The rumours had floated around for years. As thousands of people in India switched to making encrypted WhatsApp calls as a way of avoiding government surveillance, which is pervasive and unregulated, many insisted that the authorities had found a way to listen in to those conversations too. Over the last few days, the rumours have been confirmed and then some.

It turned out that a state-of-the-art piece of software called Pegasus, sold by an Israeli firm called NSO that generally retails to government clients, was able to use WhatsApp (as well as a number of other messaging services) to hack into phones with nothing more than a missed call.

One missed audio or video call on WhatsApp, usually from an international number, could compromise not just chats but an entire phone, including passwords, email messages and photos. The software could even then turn on the user’s camera and mic. Read an explainer about the software here.

Over the last few days, we have even been given some information about who it was used against. The software does not come cheap – a 2016 price list suggests it costs over $1 million dollars for the first 10 hacked accounts. This means that it doesn’t spread like regular viruses, but instead has to be used in a targeted manner.

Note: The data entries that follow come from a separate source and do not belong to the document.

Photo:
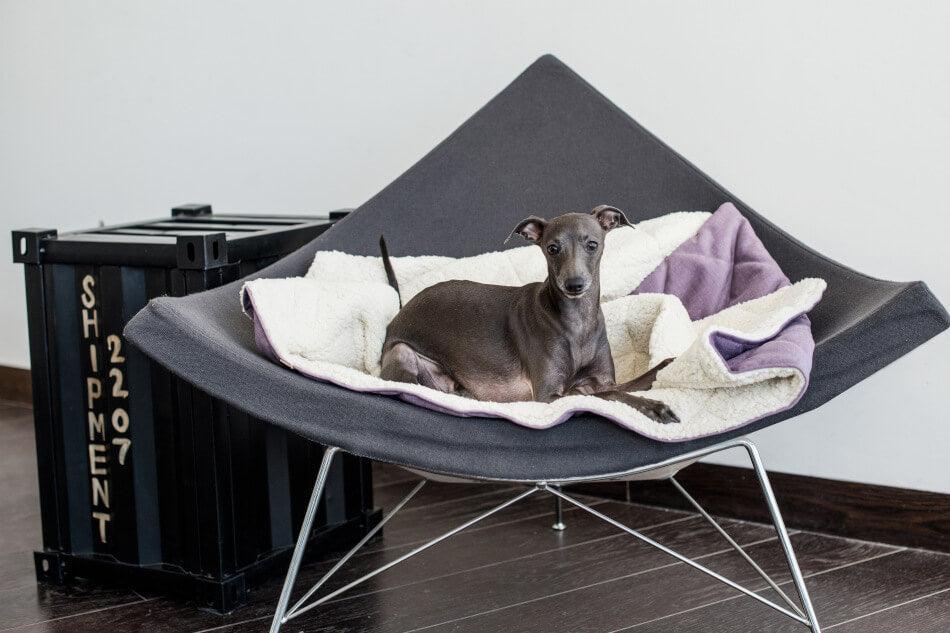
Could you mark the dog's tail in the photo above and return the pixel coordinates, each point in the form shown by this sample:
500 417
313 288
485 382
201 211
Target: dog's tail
388 265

Working with WhatsApp, the University of Toronto’s cyber-security group Citizen Lab has spent the last few days alerting certain people that they were targeted. In India, that included at least 17 people, primarily human rights activists, lawyers, scholars and journalists, who confirmed to Scroll.in that they received messages saying their phones had been compromised. Read more about them here.

The revelations prompt a certain number of questions.

Can the government confirm that it did not deploy this software?

Union Minister Ravi Shankar Prasad on Thursday said that the government is concerned about the security breach and that India has asked the Facebook-owned messaging service to explain itself. His statement also included a boilerplate line insisting that state agencies have a well-established protocol for interception of conversations in India for clearly stated reasons in the national interest. And then he used the opportunity to take potshots at the Congress, “gently reminding” the public about allegations of state surveillance by the previous administration.

That is not enough. Though NSO has denied specifics about this particular tool, it claims to only retail its software to government clients. The cost of the software is also prohibitive enough that only a few entities are likely to be able to deploy it, with governments coming at the very top of the list.

Moreover, the roster of those who have been targeted clearly suggests a pattern of those who work in the field of human rights, usually to expose the excesses of the Indian state. This gives the government an obvious reason to want to be listening in. Indian governments, past and present, do not have the best reputation on the matter of surveilling their own citizens. With that in mind, it is important that the government offer a categorical denial that it has not used this software to violate the fundamental right to privacy guaranteed to Indian citizens.

This holds true not just for the Union Government and its many departments, including the Intelligence Bureau and other agencies, but also the many state governments, which might also have decided to use this program. Can governments, Union and state, honestly tell the Indian public that they will not use spyware against their own citizens?

What is the government doing about it?

Let’s say it wasn’t the government’s doing, or at the very least not an action by the Union government. Will simply asking for an explanation from WhatsApp suffice? Members of the ruling Bharatiya Janata Party have already sought to question those targeted, rather than those doing the targeting, in this case, simply because the names that have emerged so far are likely to be critical of their politics.

This is unconscionable. The fundamental rights of Indian citizens are at stake here, no matter their personal politics. If an American company using illegal Israeli software are ferreting out personal information of Indian citizens, it represents a risk to India at several levels, whether governmental or individual.

In the past, the government has done little beyond paying lip-service to concerns about data breaches, such as its non-investigation into the impact of the Cambridge Analytica Facebook data dump. Will this time be any different?

News about the WhatsApp hack has come at the same time as details have emerged about a huge tranche of Indian credit and debit card details being sold on the dark web, as well as malware turning up on computers at a nuclear plant in India. Is the Indian government going to take data protection more seriously?

What will Parliament do about it?

Beyond the executive, the need of the hour is also immediate legislative action on this front. Indians – and the Indian Supreme Court – was told years ago that Parliament would pass a law explicitly aimed at protecting our data by now. Although a draft Personal Data Protection Bill has been around for a year now, there is no indication on when the government intends to bring it to Parliament. Moreover, the draft sidesteps all questions of surveillance, saying that should be left to another piece of legislation.

It is imperative then that Parliament, in its upcoming session this winter, make progress both on a law aimed at protecting the personal data of Indian citizens from all entities – private or governmental – while also moving forward on a law that will regulate the Indian state’s use of surveillance on its own citizens. It is important for the wider public to demand such protections from their legislators.

Cyber security, surveillance and data protection should move out of the realm of rumours. It is high time our authorities take concrete steps to protect the fundamental rights of Indian citizens.